One of the hardest parts about working while on the MP was the fact that I needed to block light while my co-workers did not. Everybody else wanted the bright lights on, and it was hard to come off as a weird batman type that would prefer them off. But I made sure to communicate my need for light restriction to my boss who did allow me to switch off the lights over the row where I sit. So that’s been a help.

How light sensitive were you when you first started the MP?

I was so sensitive that even when I was indoors wearing sunglasses and all the lights were off except one tiny light, I felt as if I could see everything perfectly.

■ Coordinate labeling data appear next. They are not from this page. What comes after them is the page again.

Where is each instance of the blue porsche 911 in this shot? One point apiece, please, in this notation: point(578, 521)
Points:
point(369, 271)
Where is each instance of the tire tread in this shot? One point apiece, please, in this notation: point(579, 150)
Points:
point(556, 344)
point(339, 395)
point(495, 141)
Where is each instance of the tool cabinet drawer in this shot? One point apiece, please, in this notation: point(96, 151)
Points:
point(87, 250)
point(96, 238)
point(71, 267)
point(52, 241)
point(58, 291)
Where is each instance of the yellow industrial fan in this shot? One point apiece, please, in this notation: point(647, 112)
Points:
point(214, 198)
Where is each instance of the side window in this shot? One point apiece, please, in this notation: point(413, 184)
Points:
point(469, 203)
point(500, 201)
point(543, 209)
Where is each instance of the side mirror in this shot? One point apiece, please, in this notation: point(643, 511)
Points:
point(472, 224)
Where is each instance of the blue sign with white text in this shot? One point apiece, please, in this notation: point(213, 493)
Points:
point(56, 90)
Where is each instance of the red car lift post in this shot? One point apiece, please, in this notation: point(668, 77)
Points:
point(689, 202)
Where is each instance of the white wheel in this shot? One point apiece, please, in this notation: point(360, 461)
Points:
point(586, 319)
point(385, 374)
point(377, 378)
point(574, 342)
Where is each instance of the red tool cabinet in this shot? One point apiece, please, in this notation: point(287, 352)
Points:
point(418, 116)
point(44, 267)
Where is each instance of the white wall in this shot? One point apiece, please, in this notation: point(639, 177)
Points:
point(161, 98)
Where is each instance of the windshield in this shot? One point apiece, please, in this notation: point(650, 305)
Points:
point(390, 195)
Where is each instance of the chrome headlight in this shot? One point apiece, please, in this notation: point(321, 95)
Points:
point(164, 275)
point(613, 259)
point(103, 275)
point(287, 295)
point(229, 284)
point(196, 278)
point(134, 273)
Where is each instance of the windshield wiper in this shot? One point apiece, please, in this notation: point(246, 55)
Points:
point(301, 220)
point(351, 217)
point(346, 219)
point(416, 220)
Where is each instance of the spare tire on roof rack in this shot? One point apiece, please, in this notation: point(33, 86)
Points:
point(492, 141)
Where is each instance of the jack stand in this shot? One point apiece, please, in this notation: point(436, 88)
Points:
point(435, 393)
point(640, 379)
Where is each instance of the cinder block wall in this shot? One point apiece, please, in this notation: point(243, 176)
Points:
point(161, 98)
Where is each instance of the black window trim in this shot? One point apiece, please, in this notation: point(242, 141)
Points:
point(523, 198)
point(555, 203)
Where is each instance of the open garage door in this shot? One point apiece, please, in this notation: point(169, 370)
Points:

At night when driving, I could wear sunglasses and see every detail on the road. It was almost as if I had developed night vision. Today my light sensitivity has improved tremendously to the point where I can’t see anything in the dark if I’m wearing sunglasses. I only need to wear sunglasses when I’m outside in the bright sunshine. Sometimes I garden all day while wearing only long sleeves, a special cap, and gloves and get no sun-related symptoms.

So how are you feeling these days?

I’m feeling so much better. I’ve been able to ramp my way up through the highest level of each antibiotic combination on the MP and still manage the immunopathology. Even while on high doses of the antibiotics, I find that my breathing is dramatically better.

I need to walk up fifteen stairs to reach my bedroom. Before the MP, I couldn’t walk up all the stairs. I would have to stop halfway up, rest, and then continue. Now I go up and down the stairs many times a day without even thinking about it. Sometimes my breathing still gets a little heavy, but it’s nothing like it was before.

My fatigue is largely gone; literally it is nothing like it was pre-MP. Occasionally I feel mild fatigue but it is always correlated to a difficult time in my cycle of antibiotics. Now, I am always busy. I’m always working and doing something, whether it’s working in the office or working out in the yard. Before the MP I couldn’t garden at all. Now I can dig trenches and put in sprinkler lines.

My arthritis/joint pain is much, much better. I guess I still might feel it now and then but I’m hardly conscious of it. My brain fog and memory has improved tremendously, although one of the MP antibiotics is still able to elicit occasional moments where I experience episodes of blurry vision. But I know the symptoms are just a result of my body killing bacteria and I’m confident the blurry vision will go away completely in the coming years.

Overall my quality of life is just so much better. My whole attitude is better. I am more emotionally stable and I can handle much more stress. Things don’t bother me the way they used to – overall, I’m a much calmer person.

Unless I have a bad day of immunopathology, I am almost pain and ache free. If I do have pain, it’s generally fleeting. Before the MP all I could think about was my pain. That, and what to do about my life and how to support my family. Now I hardly ever think about my symptoms at all.

I have seven kids, and I’m once again able to be a very active parent.

Wow! Seven kids. How did you manage seven kids while on the MP?

My children have actually been a source of help during my time on the treatment. In the beginning it took them a while to get used to the fact that I was very sensitive to light. They would accidentally flick on a bright light and then say, “Oh whoops! Sorry Dad!” But then I actually enlisted their help. The little ones would go around turning lights off. We changed the bulbs in the house to 40-watt bulbs to cut down on brightness.

Did you try to explain the MP to your children?

Oh yes, my wife and I sat them down and explained what the treatment entailed. We explained that I would feel worse before I would feel better, and that I would need to avoid bright lights. They were very understanding and accepting of my circumstances.

Your member name on the Marshall Protocol study site is Bookdad. I get the Dad part, so I’m assuming you really like books as well?

Oh yes. I love to read. Mostly non-fiction; math, science, religion, the founding fathers are some of my favorite topics.

What lies ahead?

I look forward to getting back to the outdoors and going camping, fishing and hunting again. Those were all activities that fell by the wayside when I got sick but I think I can start to enjoy them again now.